Une application délicate au cas des ordonnances de l’article 38
L’arrêt commenté montre quelles redoutables difficultés cette construction prétorienne a priori insusceptible de quelque critique que ce soit soulève dans le cas où, comme en l’espèce, le texte annulé « en tant que ne pas » est une ordonnance prise en vertu de l’article 38 de la Constitution.

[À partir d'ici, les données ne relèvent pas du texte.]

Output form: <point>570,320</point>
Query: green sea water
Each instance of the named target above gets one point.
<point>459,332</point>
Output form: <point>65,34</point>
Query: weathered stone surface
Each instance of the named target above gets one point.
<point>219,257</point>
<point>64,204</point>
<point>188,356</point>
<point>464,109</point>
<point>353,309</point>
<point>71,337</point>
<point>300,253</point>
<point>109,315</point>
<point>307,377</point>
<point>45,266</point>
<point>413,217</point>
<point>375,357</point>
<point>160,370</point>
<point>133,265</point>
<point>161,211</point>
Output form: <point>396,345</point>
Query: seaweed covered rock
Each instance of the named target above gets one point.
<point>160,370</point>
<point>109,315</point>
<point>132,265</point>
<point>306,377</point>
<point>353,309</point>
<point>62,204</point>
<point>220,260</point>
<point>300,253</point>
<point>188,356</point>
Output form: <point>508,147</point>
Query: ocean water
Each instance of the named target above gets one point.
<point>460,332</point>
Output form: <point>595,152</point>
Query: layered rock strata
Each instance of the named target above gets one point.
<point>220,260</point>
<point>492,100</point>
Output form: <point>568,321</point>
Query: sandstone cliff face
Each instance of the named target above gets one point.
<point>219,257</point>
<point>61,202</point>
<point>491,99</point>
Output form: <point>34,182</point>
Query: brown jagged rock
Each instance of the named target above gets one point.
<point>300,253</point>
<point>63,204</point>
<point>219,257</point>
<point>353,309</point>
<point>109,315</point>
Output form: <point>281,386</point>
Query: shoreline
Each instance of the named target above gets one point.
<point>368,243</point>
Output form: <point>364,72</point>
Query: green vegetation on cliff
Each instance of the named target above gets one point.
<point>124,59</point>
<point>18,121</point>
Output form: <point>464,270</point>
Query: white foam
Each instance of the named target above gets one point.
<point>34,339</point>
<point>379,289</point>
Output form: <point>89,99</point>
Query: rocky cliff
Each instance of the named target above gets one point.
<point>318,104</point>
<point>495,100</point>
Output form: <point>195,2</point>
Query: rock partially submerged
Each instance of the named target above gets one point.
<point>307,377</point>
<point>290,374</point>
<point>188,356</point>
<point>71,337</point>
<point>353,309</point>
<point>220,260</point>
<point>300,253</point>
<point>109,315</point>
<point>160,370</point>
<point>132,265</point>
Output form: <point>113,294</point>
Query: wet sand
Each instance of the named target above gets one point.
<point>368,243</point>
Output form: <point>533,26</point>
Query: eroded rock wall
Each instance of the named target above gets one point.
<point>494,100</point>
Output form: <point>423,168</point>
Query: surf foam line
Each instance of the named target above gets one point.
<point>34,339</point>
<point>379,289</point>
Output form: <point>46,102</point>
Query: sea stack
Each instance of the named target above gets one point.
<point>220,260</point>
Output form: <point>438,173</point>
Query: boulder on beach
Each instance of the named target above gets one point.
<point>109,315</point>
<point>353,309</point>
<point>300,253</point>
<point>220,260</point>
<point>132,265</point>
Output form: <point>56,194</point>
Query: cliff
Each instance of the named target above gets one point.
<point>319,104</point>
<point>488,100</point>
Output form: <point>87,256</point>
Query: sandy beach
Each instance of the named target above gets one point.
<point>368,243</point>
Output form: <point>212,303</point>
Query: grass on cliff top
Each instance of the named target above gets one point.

Dans les conditions désormais prévues à l’article 61-1 de la Constitution, le Conseil d’Etat était invité à se prononcer sur la conformité à la Constitution des dispositions du I de l’article 4 de la loi du 24 février 2014 de ratification de l’ordonnance du 19 décembre 2012. Cet article se borne à disposer que : « L’ordonnance (…) est ratifiée ».Il ratifie donc entre autres l’article L 5125-34 du CSP qui fait partie intégrante de l’ordonnance ratifiée. Mais de quelle rédaction parle-t-on ? Quelle rédaction de l’article L 5125-34 du CSP le législateur a-t-il entendu ratifier ? S’agit-il de la rédaction originelle de l’article, ultérieurement annulée par le Conseil d’Etat ? C’est notamment ce que pourrait laisser penser le fait que le législateur a cru utile, après avoir ratifié l’ordonnance, de modifier expressément – pour l’avenir seulement – l’article L 5125-34 pour le mettre en conformité avec le dispositif de l’arrêt d’annulation du 17 juillet 2013. En effet, depuis le 26 février 2014, date d’entrée en vigueur de la loi du 24 février 2014, l’article L 5125-34 du CSP se lit comme suit : « Seuls peuvent faire l’objet de l’activité de commerce électronique les médicaments qui ne sont pas soumis à prescription obligatoire ». A la définition « en creux » des médicaments qui peuvent être vendus par internet retenue par le droit européen, le législateur français a préféré une définition positive. Il ne fait toutefois pas de doute que dans les deux cas les champs d’application sont désormais identiques.
En dépit donc de ce solide argument de texte, la rédaction de l’article L 5125-34 du CSP ratifiée par la loi du 24 février 2014 serait-elle, au contraire, par application de la construction prétorienne rappelée ci-dessus, celle qui résulte de l’arrêt d’annulation du 17 juillet 2013 ?
Amené donc à trancher entre ces deux interprétations, le Conseil d’Etat opte sans hésitation aucune pour la seconde. Il juge en effet que : « le I de l’article 4 de la loi du 24 février 2014 ratifie l’ordonnance du 19 décembre 2012 dans sa rédaction seule applicable de la date de son entrée en vigueur jusqu’au 25 février 2014, laquelle résulte de la décision du Conseil d’Etat, statuant au contentieux, du 17 juillet 2013 (…) ».
Cette solution présente certes deux principaux avantages : d’une part, en garantissant la continuité de la rédaction applicable depuis l’origine du texte, elle évite, sous une seule réserve qui sera examinée ci-dessous, tout risque d’incertitude juridique et écarte tout débat sur l’interprétation du texte applicable. D’autre part, et ainsi qu’il a été exposé ci-dessus, elle permet le maintien dans l’ordonnancement juridique d’un texte qui est, dès l’origine, conforme au droit de l’Union. C’est en ce sens qu’il faut probablement comprendre rétrospectivement l’un des motifs retenus par le juge des référés dans son ordonnance du 14 février 2013 ordonnant la suspension de l’exécution de l’article L 5125-34 du CSP. Rappelons, en effet, que, par une rédaction inédite, cette ordonnance retient « que l’intérêt public commande (….) que soient prises les mesures provisoires nécessaires pour faire cesser immédiatement l’atteinte aux droits conférés par l’ordre juridique de l’Union européenne ». Cette ordonnance constitue d’ailleurs l’un des apports majeurs du contentieux généré par la vente des médicaments par internet puisqu’il semble bien que, au 14 février 2013, aucun précédent n’existait ayant ordonné la suspension de l’exécution d’un acte administratif « en tant que ne pas ».